Supporters say the bill will turn Minnesota's current bullying law - one of the nation's weakest - into one of the strongest, with clear definitions of bullying, training for students and staff, and specific procedures for bullying incidents. Others say the bill wouldn't protect all children from bullying.
At the hearing on Tuesday afternoon, even victims of bullying themselves didn't seem to agree on the bill. Katie Trosvik of Ham Lake described how her 12-year-old son ended his life.
"He went outside saying he had a project for school... he cut the rope off the sled, he stepped on a toy riding tractor, he stood on the ledge, took the rope and he hung himself," she said.
Jae Bates, a Hopkins High School senior who attempted suicide, said he was the victim of name calling for most of his childhood.
"Kids used to call me a chink and they would yell chink from down the hall. They used to bump into me and tell me to open my eyes," he recalled.
Trosvik and Bates are two victims who don't agree on whether a new state anti-bullying law is a good idea.

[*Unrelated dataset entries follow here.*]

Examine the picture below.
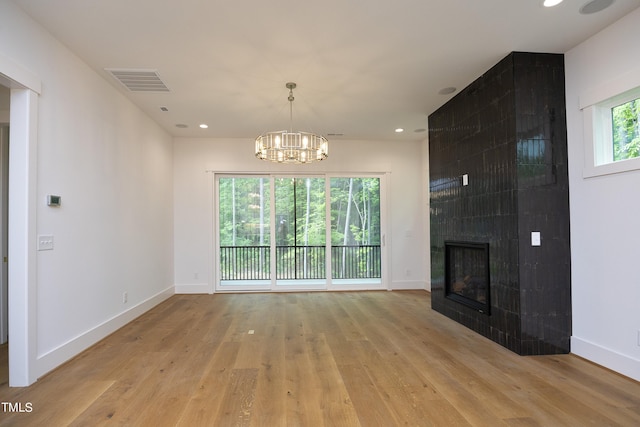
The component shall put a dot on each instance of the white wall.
(112, 166)
(193, 189)
(605, 231)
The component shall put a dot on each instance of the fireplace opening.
(467, 274)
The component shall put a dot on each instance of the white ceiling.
(363, 68)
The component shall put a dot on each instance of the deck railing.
(299, 262)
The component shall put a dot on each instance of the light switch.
(45, 242)
(535, 238)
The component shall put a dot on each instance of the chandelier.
(289, 146)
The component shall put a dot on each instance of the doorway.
(302, 232)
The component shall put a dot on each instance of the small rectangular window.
(612, 134)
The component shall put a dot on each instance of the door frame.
(328, 285)
(25, 89)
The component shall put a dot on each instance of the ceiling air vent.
(139, 80)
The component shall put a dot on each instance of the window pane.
(355, 228)
(626, 130)
(300, 228)
(244, 228)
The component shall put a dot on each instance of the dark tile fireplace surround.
(498, 172)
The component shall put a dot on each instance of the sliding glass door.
(355, 230)
(244, 210)
(298, 232)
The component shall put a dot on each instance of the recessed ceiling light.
(551, 3)
(447, 90)
(595, 6)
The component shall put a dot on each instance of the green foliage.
(626, 130)
(244, 208)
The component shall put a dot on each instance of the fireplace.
(467, 274)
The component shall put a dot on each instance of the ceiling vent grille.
(136, 80)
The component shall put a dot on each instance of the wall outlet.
(535, 238)
(45, 242)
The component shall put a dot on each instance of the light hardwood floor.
(314, 359)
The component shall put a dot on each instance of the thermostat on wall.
(53, 200)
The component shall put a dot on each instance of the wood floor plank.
(316, 359)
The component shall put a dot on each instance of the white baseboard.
(56, 357)
(608, 358)
(193, 288)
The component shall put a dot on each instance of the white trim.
(22, 237)
(608, 358)
(609, 89)
(596, 107)
(313, 285)
(193, 288)
(73, 347)
(407, 285)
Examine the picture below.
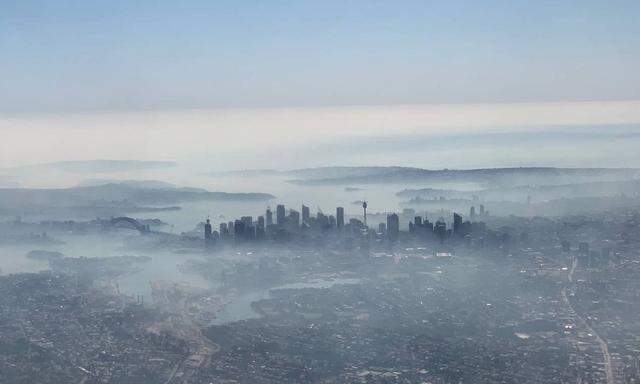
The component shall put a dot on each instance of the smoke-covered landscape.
(319, 192)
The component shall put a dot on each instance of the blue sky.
(112, 55)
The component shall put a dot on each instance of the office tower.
(393, 226)
(208, 235)
(457, 224)
(440, 229)
(238, 229)
(280, 215)
(269, 215)
(340, 217)
(247, 221)
(294, 218)
(261, 222)
(364, 208)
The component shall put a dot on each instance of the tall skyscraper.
(269, 216)
(340, 217)
(364, 209)
(294, 218)
(393, 226)
(457, 224)
(280, 215)
(208, 234)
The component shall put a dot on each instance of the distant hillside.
(94, 166)
(488, 177)
(146, 184)
(540, 192)
(116, 195)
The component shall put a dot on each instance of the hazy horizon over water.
(571, 134)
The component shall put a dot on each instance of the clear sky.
(69, 56)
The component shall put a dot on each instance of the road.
(606, 357)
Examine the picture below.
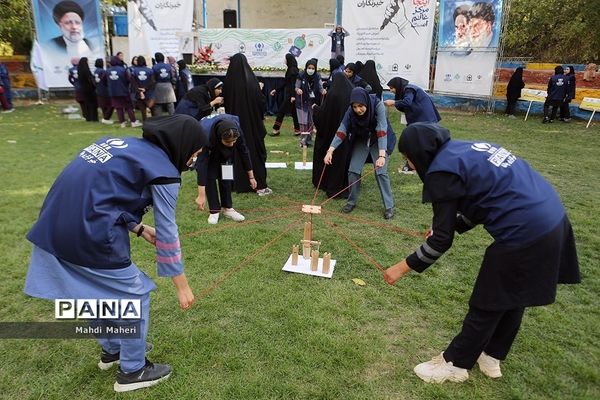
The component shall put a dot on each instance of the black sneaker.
(107, 360)
(348, 208)
(149, 375)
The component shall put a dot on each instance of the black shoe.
(347, 208)
(107, 360)
(149, 375)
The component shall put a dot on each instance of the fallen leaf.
(359, 282)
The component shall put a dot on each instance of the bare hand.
(186, 297)
(395, 272)
(149, 234)
(253, 183)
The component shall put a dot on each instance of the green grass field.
(256, 332)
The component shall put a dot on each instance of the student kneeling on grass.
(472, 183)
(214, 165)
(81, 246)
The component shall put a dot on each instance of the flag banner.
(153, 26)
(396, 34)
(264, 47)
(468, 37)
(66, 30)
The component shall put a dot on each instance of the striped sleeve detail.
(167, 246)
(168, 259)
(341, 135)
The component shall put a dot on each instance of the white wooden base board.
(303, 267)
(275, 165)
(299, 165)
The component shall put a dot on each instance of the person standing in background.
(513, 91)
(565, 112)
(87, 85)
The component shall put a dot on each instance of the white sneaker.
(438, 370)
(264, 192)
(489, 366)
(234, 215)
(213, 218)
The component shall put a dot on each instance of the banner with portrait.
(153, 26)
(264, 47)
(396, 34)
(468, 37)
(66, 29)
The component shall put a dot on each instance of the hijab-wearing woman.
(291, 74)
(513, 91)
(87, 83)
(369, 74)
(201, 100)
(355, 80)
(184, 80)
(565, 112)
(142, 84)
(327, 118)
(118, 88)
(102, 95)
(244, 98)
(309, 90)
(224, 135)
(366, 128)
(165, 76)
(471, 183)
(81, 240)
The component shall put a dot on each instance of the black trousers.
(212, 195)
(285, 107)
(491, 331)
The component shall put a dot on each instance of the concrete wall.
(255, 14)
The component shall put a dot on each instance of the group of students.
(561, 91)
(467, 183)
(123, 88)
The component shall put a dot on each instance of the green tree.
(566, 31)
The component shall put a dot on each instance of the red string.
(245, 261)
(357, 247)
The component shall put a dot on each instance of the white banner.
(153, 26)
(468, 35)
(65, 30)
(396, 34)
(267, 47)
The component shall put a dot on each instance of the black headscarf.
(333, 65)
(515, 84)
(359, 66)
(327, 118)
(420, 143)
(179, 136)
(399, 84)
(244, 98)
(369, 74)
(312, 62)
(360, 95)
(86, 79)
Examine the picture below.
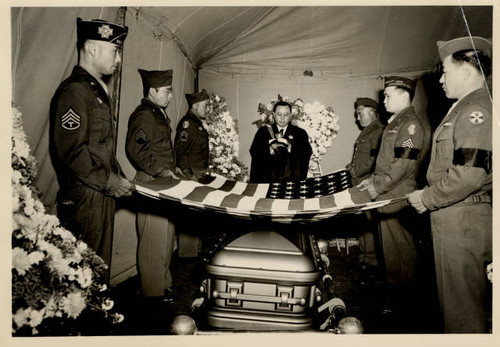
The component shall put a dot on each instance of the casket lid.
(263, 250)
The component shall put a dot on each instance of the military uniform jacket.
(292, 165)
(191, 145)
(82, 135)
(365, 151)
(149, 141)
(400, 155)
(461, 153)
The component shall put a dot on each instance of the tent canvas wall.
(245, 54)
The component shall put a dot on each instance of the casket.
(261, 281)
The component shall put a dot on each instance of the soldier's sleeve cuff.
(427, 199)
(112, 184)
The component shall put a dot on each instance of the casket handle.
(282, 299)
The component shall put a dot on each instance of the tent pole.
(116, 78)
(197, 80)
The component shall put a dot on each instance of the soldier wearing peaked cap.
(150, 150)
(361, 167)
(82, 139)
(404, 143)
(191, 140)
(460, 183)
(368, 142)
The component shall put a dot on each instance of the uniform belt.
(478, 198)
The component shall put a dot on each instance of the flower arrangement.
(320, 123)
(223, 141)
(55, 278)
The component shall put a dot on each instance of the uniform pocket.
(445, 145)
(100, 127)
(475, 220)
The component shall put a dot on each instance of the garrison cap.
(156, 78)
(101, 30)
(366, 102)
(398, 81)
(197, 97)
(464, 43)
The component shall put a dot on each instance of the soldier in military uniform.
(368, 142)
(280, 151)
(396, 169)
(191, 139)
(150, 150)
(82, 139)
(460, 183)
(361, 167)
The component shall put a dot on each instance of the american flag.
(308, 200)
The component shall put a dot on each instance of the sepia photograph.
(249, 172)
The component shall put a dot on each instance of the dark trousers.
(398, 224)
(156, 235)
(90, 216)
(366, 239)
(462, 238)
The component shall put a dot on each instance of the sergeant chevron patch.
(476, 117)
(70, 120)
(408, 143)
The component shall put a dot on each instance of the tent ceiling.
(331, 40)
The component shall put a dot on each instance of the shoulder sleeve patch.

Jae now counsels others and says the bill could save lives, "I graduate this year, and I don't want other kids to have to attempt or commit suicide."
But Trosvik says it wouldn't have protected her son because the bill puts bullying victims in categories that her son wouldn't have fit in.
"I oppose this bill because it does not protect other children like Tom, who are bullied because they are just quirky," she said.
But the bill's author, Sen. Scott Dibble, disagrees. "We're very clear that this bill is protecting all kids from the effects and harm of bullying."
The bill now moves to the Finance Committee and ultimately to the Senate floor.